Is it safe to use a closure to get a raw pointer from an Option<&T>?

Question

I have an Option<&T> and I would like to have a raw *const T which is null if the option was None. I want to wrap an FFI call that takes a pointer to a Rust-allocated object.

Additionally, the FFI interface I am using has borrowing semantics (I allocate something and pass in a pointer to it), not ownership semantics

extern "C" {
    // Parameter may be null
    fn ffi_call(*const T);
}

fn safe_wrapper(opt: Option<&T>) {
    let ptr: *const T = ???;
    unsafe { ffi_call(ptr) }
}

I could use a match statement to do this, but that method feels very verbose.

let ptr = match opt {
    Some(inner) => inner as *const T,
    None => null(),
};

I could also map the reference to a pointer, then use unwrap_or.

let ptr = opt.map(|inner| inner as *const T).unwrap_or(null());

However, I'm worried that the pointer might be invalidated as it passes through the closure.
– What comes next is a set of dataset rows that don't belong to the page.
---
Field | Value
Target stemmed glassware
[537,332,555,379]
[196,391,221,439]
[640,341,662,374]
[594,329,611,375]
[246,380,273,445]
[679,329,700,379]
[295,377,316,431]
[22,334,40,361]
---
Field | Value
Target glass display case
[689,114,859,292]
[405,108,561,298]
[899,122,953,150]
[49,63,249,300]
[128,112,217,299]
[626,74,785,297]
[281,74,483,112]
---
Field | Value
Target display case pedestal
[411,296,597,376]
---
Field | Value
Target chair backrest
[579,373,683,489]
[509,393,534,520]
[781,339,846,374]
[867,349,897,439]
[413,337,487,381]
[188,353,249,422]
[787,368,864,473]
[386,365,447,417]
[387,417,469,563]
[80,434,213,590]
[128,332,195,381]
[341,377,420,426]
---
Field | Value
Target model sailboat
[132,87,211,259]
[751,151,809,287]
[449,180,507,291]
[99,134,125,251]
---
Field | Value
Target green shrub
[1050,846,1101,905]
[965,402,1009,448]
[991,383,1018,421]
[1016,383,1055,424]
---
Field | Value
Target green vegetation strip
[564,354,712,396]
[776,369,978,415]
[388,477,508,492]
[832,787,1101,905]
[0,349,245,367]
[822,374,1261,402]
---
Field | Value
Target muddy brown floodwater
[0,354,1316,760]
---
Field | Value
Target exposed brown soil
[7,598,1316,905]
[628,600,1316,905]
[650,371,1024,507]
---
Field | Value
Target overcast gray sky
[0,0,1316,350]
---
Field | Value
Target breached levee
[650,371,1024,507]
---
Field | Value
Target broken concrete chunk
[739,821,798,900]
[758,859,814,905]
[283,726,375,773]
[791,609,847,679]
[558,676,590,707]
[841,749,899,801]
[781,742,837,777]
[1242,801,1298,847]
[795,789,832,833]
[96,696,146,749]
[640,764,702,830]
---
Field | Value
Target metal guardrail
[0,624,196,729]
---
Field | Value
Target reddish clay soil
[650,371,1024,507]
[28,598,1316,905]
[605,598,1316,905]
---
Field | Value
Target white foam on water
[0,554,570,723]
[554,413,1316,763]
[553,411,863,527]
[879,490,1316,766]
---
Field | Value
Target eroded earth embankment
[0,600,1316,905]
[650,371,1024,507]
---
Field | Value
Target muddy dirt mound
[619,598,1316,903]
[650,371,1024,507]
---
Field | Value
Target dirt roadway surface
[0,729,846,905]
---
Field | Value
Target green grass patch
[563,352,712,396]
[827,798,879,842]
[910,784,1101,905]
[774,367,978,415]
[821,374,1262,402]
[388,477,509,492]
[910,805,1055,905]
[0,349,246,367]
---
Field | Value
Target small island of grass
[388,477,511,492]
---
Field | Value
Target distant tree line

Does Rust make a guarantee that the final pointer will point to the same thing as the original reference? If T is Copy, does this change the semantics in a meaningful way? Is there a better way that I am overlooking?

Answer 1

Yes, this is safe. I'd write it as:

use std::ptr;

fn safe_wrapper(opt: Option<&u8>) {
    let p = opt.map_or_else(ptr::null, |x| x);
    unsafe { ffi_call(p) }
}

If you find yourself writing this a lot, you could make it into a trait and reduce it down to a single method call.

the pointer might be invalidated as it passes through the closure

It could be, if you invalidate it yourself somehow. Because the function takes a reference, you know for sure that the referred-to value will be valid for the duration of the function call — that's the purpose of Rust's borrow checker.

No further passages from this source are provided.